Menurut Tony, pemerintah daerah memiliki keterbatasan dalam memberikan solusi secara langsung karena harus menyesuaikan dengan kewenangan dan ketentuan yang berlaku. Selain itu, tidak seluruh guru bantu memenuhi persyaratan dalam proses seleksi Pegawai Pemerintah dengan Perjanjian Kerja (PPPK).
Sebagai langkah tindak lanjut, Komisi II DPRD Kampar akan mendorong Dinas Pendidikan, Kepemudaan dan Olahraga (Disdikpora) Kabupaten Kampar untuk melakukan pemetaan kebutuhan tenaga pendidik di sekolah-sekolah yang masih mengalami kekurangan guru.
“Kami meminta Disdikpora melakukan pemetaan terhadap sekolah-sekolah yang masih membutuhkan tenaga pendidik. Langkah ini diharapkan dapat membuka peluang bagi guru bantu yang terdampak untuk tetap mengabdikan diri di dunia pendidikan,” katanya.

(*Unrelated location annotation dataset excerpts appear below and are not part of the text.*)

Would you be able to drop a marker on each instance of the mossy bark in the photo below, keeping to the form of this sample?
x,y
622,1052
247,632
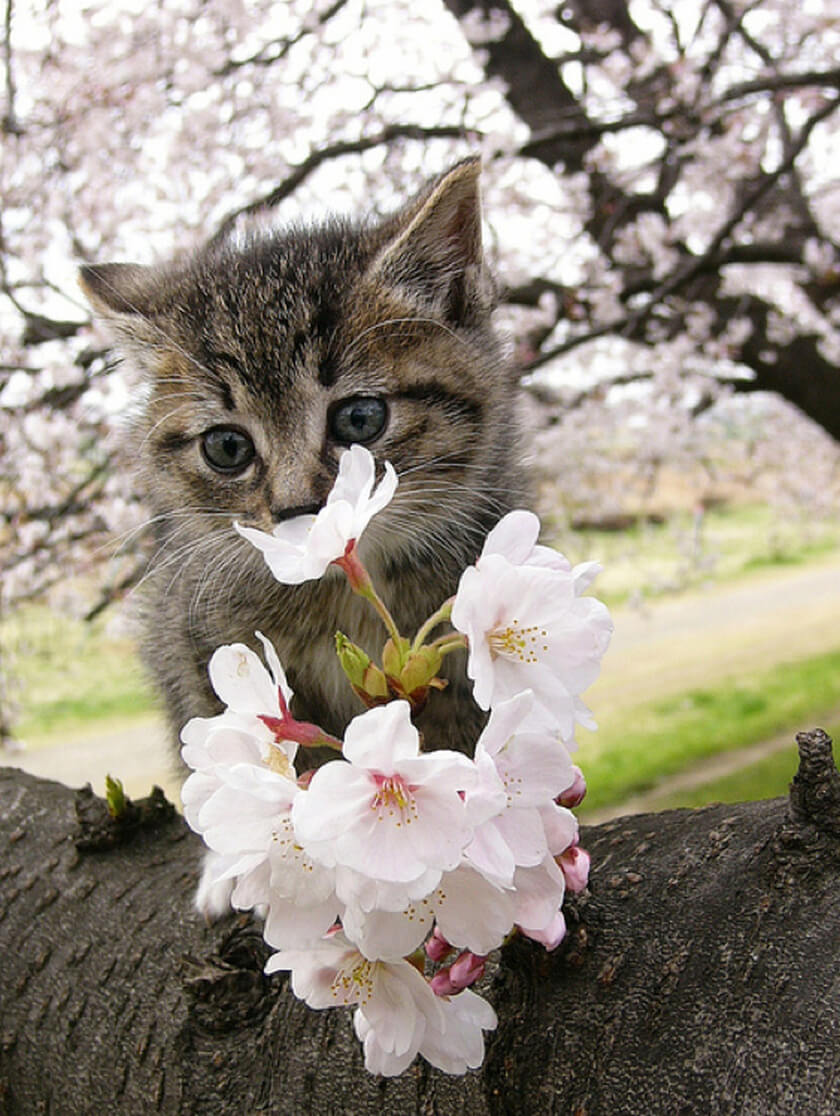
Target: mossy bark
x,y
699,974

Selain pemetaan kebutuhan tenaga pendidik, DPRD Kampar juga akan mengkaji berbagai alternatif solusi yang memungkinkan diterapkan sesuai dengan ketentuan peraturan perundang-undangan. Salah satu opsi yang akan dipertimbangkan adalah melalui skema kerja sama jasa atau mekanisme lain yang tidak bertentangan dengan regulasi.
Tony mengungkapkan, sebagian guru bantu memang telah memperoleh pekerjaan melalui skema lain. Namun jumlahnya masih terbatas dan penghasilan yang diterima belum sepenuhnya mampu memenuhi kebutuhan hidup mereka.
Karena itu, DPRD Kampar akan terus mengawal persoalan tersebut melalui koordinasi dengan Disdikpora Kampar dan pihak terkait lainnya guna mencari solusi yang memberikan kepastian bagi para guru bantu.
“Kami akan terus berupaya mencari jalan keluar terbaik. Solusi yang diambil harus sesuai dengan aturan yang berlaku, namun tetap memperhatikan pengabdian para guru yang selama ini telah berkontribusi dalam mencerdaskan generasi bangsa,” tegasnya.
Komisi II DPRD Kampar berharap langkah-langkah yang ditempuh dapat memberikan kepastian dan harapan bagi para guru bantu yang terdampak perubahan kebijakan, sekaligus memastikan kebutuhan tenaga pendidik di sekolah-sekolah tetap terpenuhi secara optimal.